In July 2022, Public Allies, a national nonprofit committed to “advancing social justice and equity by engaging and activating the leadership of all people” (para. 1), laid off 30 employees and closed nine of its 22 sites without notice (Rodriguez, 2022).

Ninety-two percent of those employees were people of color; 58% were Black women, according to alumni (Woods, 2002). Ironically, months earlier, Public Allies received a $10 million gift from MacKenzie Scott to support the organization’s Racial Equity Fundraising Campaign (Woods, 2022). Then-CEO Jaime Ernesto Uzeta cited restructuring in an announcement of the changes, but Public Allies program alumni claimed that those laid off were targeted for openly voicing concerns about Uzeta’s negligent oversight of operations and programs (Woods, 2022).
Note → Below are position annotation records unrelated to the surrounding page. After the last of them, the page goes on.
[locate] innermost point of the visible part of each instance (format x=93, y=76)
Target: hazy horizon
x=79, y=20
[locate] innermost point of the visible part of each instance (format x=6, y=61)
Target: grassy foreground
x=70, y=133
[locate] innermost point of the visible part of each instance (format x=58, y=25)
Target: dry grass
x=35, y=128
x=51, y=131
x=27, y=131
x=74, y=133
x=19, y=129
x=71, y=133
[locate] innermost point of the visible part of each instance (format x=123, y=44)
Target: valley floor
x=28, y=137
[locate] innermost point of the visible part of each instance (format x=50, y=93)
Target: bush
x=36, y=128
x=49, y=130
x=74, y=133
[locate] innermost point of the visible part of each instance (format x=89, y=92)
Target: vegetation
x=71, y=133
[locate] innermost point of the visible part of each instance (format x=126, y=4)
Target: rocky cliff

Public Allies supporters and alumni quickly rallied against the changes, creating a website to support affected Public Allies sites and staff. Among other things, they demanded accountability for the CEO’s perceived inability to align with Public Allies’ stated core values and mission. Uzeta resigned a few weeks later (Save Public Allies, 2022).
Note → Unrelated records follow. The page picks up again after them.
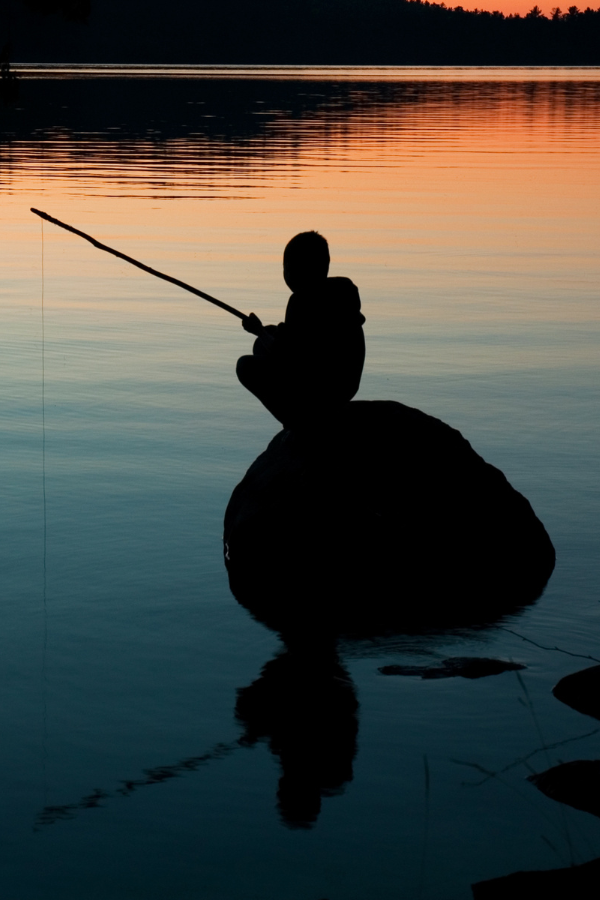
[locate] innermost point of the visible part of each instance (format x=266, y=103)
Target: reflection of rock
x=389, y=513
x=465, y=666
x=577, y=882
x=581, y=691
x=576, y=784
x=304, y=705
Public accountability is woven into the fabric of many social structures. Public officials in government are directly accountable to their constituents and must be elected and reelected by those they serve. In the nonprofit sector, organizations are meant to be accountable to their boards, donors, community partners, staff members, grantees, and volunteers. However, the methods for holding a nonprofit organization accountable — for their actions, fiscal choices, community relationships, etc. — have not always been so clear, accessible, or publicized.

That seems to be changing now.

Nonprofits may never be influenced by such direct public accountability measures as elections, but public pressure can be powerful. There are an increasing number of examples — like Public Allies — where nonprofit organizations and their executive staff have failed to reflect their mission in their work, and that misalignment has garnered national media attention.
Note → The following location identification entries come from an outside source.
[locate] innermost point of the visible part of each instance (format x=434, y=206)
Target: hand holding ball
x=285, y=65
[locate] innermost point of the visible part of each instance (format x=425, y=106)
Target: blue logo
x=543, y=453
Other stories have arguably happier endings; “accountability” is not inherently meant to be punitive. It is intended to lead to improvements and growth. At the beginning of 2018, for example, the Washington, D.C.-based Center on Budget and Policy Priorities publicly advocated for a national paid family leave program — but offered their employees only two weeks of paid parental leave. By the end of the year, CBPP’s staff had formed a union and won a new contract guaranteeing 12 weeks of paid family leave (Rosenberg, 2020). In this case, organizational leadership was ultimately seen as supportive of staff and willing to change.

Further, many nonprofit boards already hold themselves accountable by including community representatives in their decision-making — as staff, volunteers, advisors, and as board members themselves. As more nonprofits and foundations open up their operations to all their stakeholders — embracing greater inclusion, strategies like participatory grantmaking, or changing how they monitor and evaluate their programs — more people will come to expect and wield opportunities for accountability. Whether and how these efforts lead to more significant mission impact has yet to be seen.